Auch wenn sich das nun alles gut anhört, ein normales Hallentraining kann dies nicht ersetzen. Wir können versuchen uns fit zu halten, aber das Handballspielen lernen wir hier nicht. Natürlich fehlt auch der gemeinsame Spaß beim Handballtraining und die soziale Gemeinschaft. Aber was einen Trainer Sorgen bereitet ist auch die Frage: Kann ich alle ausreichend motivieren und beim Sport halten? Haben alle die  Vorraussetzungen und Möglichkeiten beim Online-Training mitzumachen? Fällt vielleicht der ein oder andere hinten runter? Hier geht es den Trainern wie den Lehrern.

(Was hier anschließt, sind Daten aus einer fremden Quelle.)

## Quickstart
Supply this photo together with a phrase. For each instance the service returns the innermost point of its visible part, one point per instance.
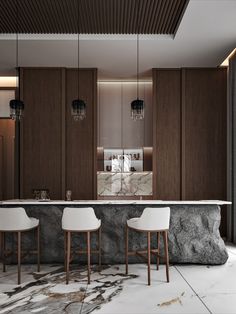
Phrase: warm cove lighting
(225, 63)
(124, 82)
(8, 81)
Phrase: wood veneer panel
(166, 134)
(81, 136)
(41, 131)
(205, 135)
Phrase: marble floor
(192, 289)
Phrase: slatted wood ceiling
(96, 16)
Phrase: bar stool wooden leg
(65, 249)
(126, 249)
(68, 256)
(19, 256)
(88, 252)
(99, 248)
(149, 258)
(3, 247)
(165, 237)
(158, 248)
(38, 248)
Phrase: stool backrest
(79, 219)
(14, 219)
(155, 218)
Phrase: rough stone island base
(193, 236)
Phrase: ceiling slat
(96, 16)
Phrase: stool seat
(152, 220)
(80, 219)
(15, 219)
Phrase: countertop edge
(114, 202)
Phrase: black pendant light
(78, 106)
(137, 105)
(16, 105)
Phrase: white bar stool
(80, 220)
(16, 220)
(152, 220)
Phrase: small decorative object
(68, 195)
(78, 109)
(16, 105)
(44, 195)
(137, 105)
(16, 109)
(108, 168)
(41, 194)
(78, 106)
(137, 109)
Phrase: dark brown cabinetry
(166, 134)
(56, 152)
(189, 148)
(81, 137)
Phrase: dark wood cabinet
(56, 152)
(41, 128)
(204, 134)
(81, 137)
(166, 134)
(189, 148)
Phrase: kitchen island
(194, 235)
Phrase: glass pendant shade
(137, 109)
(16, 109)
(78, 109)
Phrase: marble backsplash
(124, 184)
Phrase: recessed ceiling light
(8, 81)
(225, 63)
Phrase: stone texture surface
(193, 236)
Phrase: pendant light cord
(17, 44)
(138, 66)
(137, 27)
(78, 45)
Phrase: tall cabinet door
(41, 128)
(167, 134)
(81, 136)
(204, 132)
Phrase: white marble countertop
(115, 202)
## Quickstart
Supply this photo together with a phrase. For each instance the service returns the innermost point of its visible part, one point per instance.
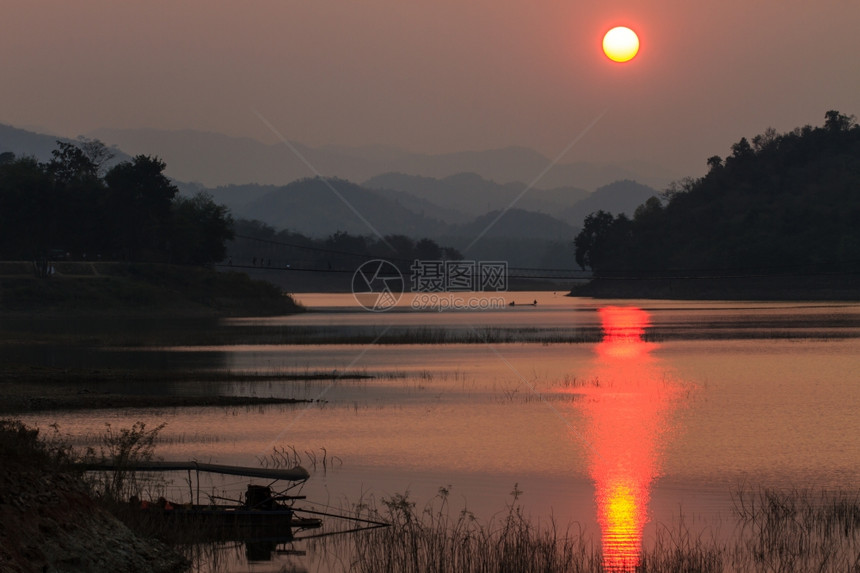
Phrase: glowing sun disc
(620, 44)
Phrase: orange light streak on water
(626, 401)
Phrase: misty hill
(471, 194)
(215, 159)
(618, 197)
(311, 207)
(24, 143)
(514, 223)
(778, 205)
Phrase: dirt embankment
(49, 523)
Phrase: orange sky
(435, 76)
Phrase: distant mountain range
(452, 198)
(213, 159)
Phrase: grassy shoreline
(136, 289)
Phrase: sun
(620, 44)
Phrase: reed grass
(775, 530)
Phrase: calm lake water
(617, 416)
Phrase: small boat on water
(264, 513)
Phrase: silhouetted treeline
(779, 204)
(74, 206)
(258, 244)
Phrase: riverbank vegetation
(778, 216)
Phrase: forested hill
(780, 204)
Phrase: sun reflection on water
(627, 399)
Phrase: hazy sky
(435, 76)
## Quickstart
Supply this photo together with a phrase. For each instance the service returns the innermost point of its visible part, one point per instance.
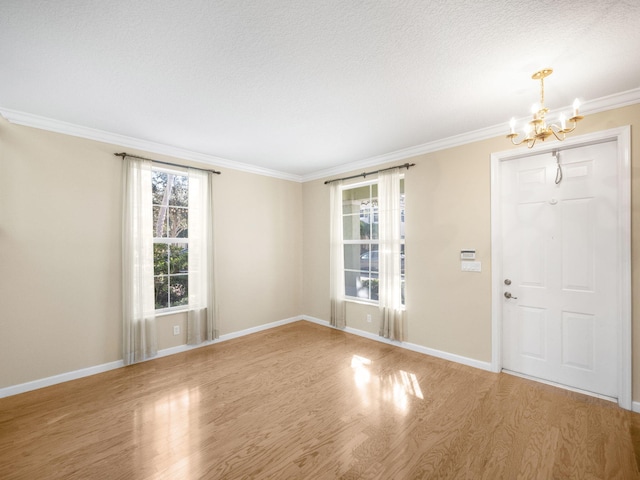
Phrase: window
(360, 240)
(170, 200)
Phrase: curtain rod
(125, 154)
(364, 174)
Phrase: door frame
(622, 137)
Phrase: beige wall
(448, 209)
(60, 251)
(60, 244)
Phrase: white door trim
(622, 136)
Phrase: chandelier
(537, 129)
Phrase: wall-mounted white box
(471, 266)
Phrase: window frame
(169, 241)
(371, 242)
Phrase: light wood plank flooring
(304, 401)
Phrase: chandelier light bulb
(576, 106)
(563, 121)
(537, 128)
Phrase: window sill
(164, 313)
(370, 303)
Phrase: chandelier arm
(556, 130)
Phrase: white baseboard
(409, 346)
(105, 367)
(61, 378)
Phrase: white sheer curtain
(139, 328)
(336, 257)
(390, 294)
(202, 313)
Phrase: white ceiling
(300, 86)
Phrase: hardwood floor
(308, 402)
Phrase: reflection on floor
(307, 402)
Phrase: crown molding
(58, 126)
(617, 100)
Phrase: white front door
(560, 263)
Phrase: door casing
(622, 137)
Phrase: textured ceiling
(304, 86)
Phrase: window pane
(158, 186)
(373, 287)
(161, 291)
(355, 199)
(355, 284)
(361, 285)
(178, 291)
(352, 257)
(179, 258)
(180, 191)
(160, 259)
(178, 222)
(159, 222)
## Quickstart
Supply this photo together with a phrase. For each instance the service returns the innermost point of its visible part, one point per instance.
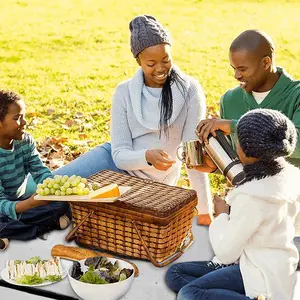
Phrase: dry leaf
(83, 136)
(69, 123)
(78, 114)
(50, 111)
(88, 125)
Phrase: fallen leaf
(78, 114)
(83, 136)
(50, 111)
(69, 123)
(88, 125)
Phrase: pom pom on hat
(266, 133)
(146, 32)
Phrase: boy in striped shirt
(22, 217)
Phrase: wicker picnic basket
(151, 221)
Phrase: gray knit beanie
(266, 133)
(146, 31)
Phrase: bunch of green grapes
(64, 185)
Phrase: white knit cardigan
(135, 129)
(259, 232)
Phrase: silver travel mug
(193, 153)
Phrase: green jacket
(284, 96)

Zudem gibt es in dieser Pandemie Dinge, die wir als Trainer nicht beeinflussen können und wahrscheinlich wenig Einblick erhalten. Wie sieht es in den Familien aus? Sind sie mehr oder weniger von den Auswirkungen dieser Krise betroffen? Je länger diese Krise dauert, desto mehr negative Auswirkungen wird dies auf den Kinder- und Jugendsport haben. Ich hoffe, wie viele meiner Trainerkollegen, dass wir bald wieder in absehbarer Zeit unseren Sport ausüben dürfen. Dann geht es für uns ans Motivieren und Wiederaufbauen.